Uma massa de ar é um grande volume de – adivinhe – ar, com certa uniformidade de temperatura e umidade. A circulação dessas massas de ar ocorre porque dentro de nosso planeta há trocas de calor, como se fosse uma corrente de convecção, fenômeno físico que explica até parte do funcionamento de uma geladeira.

 

Dos polos, surgem massas de ar frio, enquanto que próximo à Linha do Equador, surgem massas de ar quente. Se a massa de ar surge no mar ou oceano, pode ser chamada de úmida ou marítima, enquanto que massas de ar seco ou continentais podem ter origem no interior dos continentes.

 

FRENTE FRIA E FRENTE QUENTE

 

As massas de ar, tanto quentes como frias, deslocam-se pela atmosfera e, com o passar do tempo, colidem-se umas com as outras. Quando a massa de ar maior é a quente, temos a frente quente, o ar de maior temperatura empurra o mais frio e sobe por ser menos denso, gerando uma chuva branda, uniforme e extensa.

 

Por outro lado, quando a maior massa de ar é a fria, temos uma frente fria. Nesse caso, também ocorre a condensação do ar quente, mas com precipitações num local isolado, com eventuais tempestades e trovões.

 

CHUVA OROGRÁFICA

 

Um fato interessante relacionado aos desertos é a presença de cordilheiras muito altas. As massas de ar que poderiam passar por aqueles lugares e gerarem chuvas acabam sendo barradas por esse elemento natural, gerando as chamadas chuvas orográficas e deixando mais seco o outro lado.

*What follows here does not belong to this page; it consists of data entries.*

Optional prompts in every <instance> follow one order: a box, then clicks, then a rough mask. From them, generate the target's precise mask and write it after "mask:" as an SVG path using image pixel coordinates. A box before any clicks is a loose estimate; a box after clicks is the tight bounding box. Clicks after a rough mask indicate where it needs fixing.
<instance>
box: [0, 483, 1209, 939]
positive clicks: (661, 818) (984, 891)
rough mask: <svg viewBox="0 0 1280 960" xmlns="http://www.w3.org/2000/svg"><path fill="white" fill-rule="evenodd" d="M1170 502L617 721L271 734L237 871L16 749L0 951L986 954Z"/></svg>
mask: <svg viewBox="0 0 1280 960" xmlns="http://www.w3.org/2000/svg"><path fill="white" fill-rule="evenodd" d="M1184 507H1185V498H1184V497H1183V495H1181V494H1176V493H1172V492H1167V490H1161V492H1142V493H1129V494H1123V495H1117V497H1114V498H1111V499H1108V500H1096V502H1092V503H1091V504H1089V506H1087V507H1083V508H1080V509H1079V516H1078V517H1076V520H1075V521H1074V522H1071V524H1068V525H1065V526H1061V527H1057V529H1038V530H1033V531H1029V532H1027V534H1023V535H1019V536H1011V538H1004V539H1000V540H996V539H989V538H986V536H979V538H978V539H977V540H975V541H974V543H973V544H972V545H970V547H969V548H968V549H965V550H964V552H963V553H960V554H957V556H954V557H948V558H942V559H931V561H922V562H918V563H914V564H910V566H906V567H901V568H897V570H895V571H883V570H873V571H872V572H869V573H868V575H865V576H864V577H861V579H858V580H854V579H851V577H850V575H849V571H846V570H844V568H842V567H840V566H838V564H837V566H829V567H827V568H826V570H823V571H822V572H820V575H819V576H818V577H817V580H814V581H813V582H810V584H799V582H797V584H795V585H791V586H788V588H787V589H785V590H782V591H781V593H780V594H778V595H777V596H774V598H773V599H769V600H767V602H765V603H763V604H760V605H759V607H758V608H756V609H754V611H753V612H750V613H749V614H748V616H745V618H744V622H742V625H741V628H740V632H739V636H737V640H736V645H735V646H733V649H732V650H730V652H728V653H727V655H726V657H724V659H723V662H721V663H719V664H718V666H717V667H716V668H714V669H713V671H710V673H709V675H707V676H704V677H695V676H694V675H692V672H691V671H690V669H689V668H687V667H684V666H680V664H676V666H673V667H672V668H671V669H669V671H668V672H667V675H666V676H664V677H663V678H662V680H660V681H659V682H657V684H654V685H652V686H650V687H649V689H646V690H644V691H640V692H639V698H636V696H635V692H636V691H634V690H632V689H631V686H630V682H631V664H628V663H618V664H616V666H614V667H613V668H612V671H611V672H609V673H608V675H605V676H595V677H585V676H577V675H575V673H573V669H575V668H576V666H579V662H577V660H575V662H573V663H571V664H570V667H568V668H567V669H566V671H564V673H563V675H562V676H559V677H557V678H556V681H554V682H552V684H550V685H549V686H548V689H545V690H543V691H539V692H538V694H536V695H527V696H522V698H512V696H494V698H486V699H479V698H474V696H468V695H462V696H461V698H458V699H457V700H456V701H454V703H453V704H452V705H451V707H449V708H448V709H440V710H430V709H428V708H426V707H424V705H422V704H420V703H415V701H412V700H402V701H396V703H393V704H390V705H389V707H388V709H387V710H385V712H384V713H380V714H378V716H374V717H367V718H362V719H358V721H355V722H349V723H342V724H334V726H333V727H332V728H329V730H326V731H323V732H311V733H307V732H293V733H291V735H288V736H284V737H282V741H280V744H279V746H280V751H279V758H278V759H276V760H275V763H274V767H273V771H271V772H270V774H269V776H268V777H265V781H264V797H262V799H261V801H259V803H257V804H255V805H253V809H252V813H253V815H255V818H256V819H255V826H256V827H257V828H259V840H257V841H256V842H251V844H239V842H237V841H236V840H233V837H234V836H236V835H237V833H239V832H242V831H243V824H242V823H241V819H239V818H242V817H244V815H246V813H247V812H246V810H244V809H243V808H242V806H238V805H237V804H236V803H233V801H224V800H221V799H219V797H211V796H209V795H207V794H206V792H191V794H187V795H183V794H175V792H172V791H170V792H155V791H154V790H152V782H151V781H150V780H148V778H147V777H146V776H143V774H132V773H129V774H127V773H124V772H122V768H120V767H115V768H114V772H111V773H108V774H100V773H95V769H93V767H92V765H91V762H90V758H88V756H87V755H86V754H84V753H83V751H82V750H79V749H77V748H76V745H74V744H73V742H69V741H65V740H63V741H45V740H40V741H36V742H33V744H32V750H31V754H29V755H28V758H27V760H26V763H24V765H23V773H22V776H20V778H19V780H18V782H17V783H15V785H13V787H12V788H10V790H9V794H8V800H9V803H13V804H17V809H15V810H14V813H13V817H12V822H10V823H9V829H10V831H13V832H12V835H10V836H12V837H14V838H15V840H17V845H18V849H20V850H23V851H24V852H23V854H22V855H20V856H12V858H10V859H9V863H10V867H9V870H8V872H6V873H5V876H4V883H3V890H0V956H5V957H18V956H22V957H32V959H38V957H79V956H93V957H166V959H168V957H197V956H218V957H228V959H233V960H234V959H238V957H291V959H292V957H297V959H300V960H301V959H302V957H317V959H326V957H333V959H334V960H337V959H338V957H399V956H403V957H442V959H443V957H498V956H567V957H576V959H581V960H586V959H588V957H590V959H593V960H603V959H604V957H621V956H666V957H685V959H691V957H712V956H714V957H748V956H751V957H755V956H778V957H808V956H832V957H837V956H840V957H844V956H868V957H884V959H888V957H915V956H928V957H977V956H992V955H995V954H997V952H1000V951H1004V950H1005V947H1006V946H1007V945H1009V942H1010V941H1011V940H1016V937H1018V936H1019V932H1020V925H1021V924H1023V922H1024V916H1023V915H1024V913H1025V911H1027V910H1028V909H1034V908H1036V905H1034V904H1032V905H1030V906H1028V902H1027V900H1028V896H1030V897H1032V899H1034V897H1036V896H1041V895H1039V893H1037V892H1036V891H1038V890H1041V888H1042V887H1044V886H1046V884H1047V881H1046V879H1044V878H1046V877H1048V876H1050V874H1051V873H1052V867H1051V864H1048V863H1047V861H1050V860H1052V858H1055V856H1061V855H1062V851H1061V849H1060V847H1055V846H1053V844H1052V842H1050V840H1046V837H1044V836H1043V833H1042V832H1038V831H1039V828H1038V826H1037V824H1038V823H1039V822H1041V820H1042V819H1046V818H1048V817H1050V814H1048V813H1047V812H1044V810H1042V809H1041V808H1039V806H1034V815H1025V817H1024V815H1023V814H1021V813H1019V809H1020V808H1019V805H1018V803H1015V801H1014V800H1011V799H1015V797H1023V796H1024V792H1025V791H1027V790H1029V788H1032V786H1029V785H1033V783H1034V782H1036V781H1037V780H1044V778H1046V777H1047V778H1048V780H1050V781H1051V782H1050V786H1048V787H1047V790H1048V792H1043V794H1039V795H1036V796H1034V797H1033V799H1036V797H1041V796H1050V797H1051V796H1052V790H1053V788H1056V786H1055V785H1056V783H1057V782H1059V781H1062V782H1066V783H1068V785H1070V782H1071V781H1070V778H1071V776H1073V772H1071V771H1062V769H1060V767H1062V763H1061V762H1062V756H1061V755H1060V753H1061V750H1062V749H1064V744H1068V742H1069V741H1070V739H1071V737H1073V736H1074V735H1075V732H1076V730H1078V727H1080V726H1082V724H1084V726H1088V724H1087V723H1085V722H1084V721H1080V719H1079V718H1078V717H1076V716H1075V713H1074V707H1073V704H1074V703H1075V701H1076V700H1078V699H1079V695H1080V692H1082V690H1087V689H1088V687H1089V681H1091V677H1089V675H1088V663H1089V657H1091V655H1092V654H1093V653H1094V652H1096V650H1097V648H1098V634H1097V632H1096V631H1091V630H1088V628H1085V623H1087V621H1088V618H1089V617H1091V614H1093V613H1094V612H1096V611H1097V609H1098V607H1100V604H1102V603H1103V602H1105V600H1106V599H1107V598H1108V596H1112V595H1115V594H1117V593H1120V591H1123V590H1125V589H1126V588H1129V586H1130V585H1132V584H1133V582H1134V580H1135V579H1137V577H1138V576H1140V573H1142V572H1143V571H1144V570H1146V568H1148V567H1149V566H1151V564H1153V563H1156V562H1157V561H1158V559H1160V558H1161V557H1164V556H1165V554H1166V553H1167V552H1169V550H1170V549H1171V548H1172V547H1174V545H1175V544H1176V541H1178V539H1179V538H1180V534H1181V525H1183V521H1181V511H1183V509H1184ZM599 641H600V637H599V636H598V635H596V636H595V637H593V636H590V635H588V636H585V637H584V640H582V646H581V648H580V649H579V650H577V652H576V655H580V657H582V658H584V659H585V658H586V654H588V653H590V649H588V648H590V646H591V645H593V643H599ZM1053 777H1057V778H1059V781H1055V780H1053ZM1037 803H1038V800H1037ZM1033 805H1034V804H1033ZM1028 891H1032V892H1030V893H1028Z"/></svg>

O chamado efeito Fohen nada mais é do que o ressecamento dessas massas ar, que podem transpor as montanhas, mas deixam umidade pelo caminho.

 

EL NIÑO E LA NIÑA

 

El Niño é um fenômeno onde as águas do Oceano Pacífico, ali pelo Peru, aquecem-se mais, o que gera massas de ar quente e úmidas, gerando chuvas em alguns locais do Brasil. Já o fenômeno La Niña é o oposto, com resfriamento de águas do Pacífico, mudando o regime de chuvas em outros locais do Planeta, como a América do Norte. São fenômenos que ocorrem em ciclos variados ao passar dos anos.

 

CAVADO

 

Numa zona de baixa pressão ou ciclone, ocorre a circulação de ventos em torno de um eixo, formando uma rotação completa. No caso dos cavados, há circulação de massa de ar no sentido horário, mas não é formado um ciclo completo. Dependendo da temperatura e umidade locais, um cavado pode levar a chuvas fortes.

 

ZONA DE CONVERGÊNCIA

 

Forma-se um corredor de nuvens em função da “convergência” de diversos fenômenos acontecendo ao mesmo tempo, como um ciclone numa região, um anticiclone na outra e um cavado em outra. No Brasil, é comum a Zona de Convergência do Atlântico Sul, com menor frequência em anos de El Niño.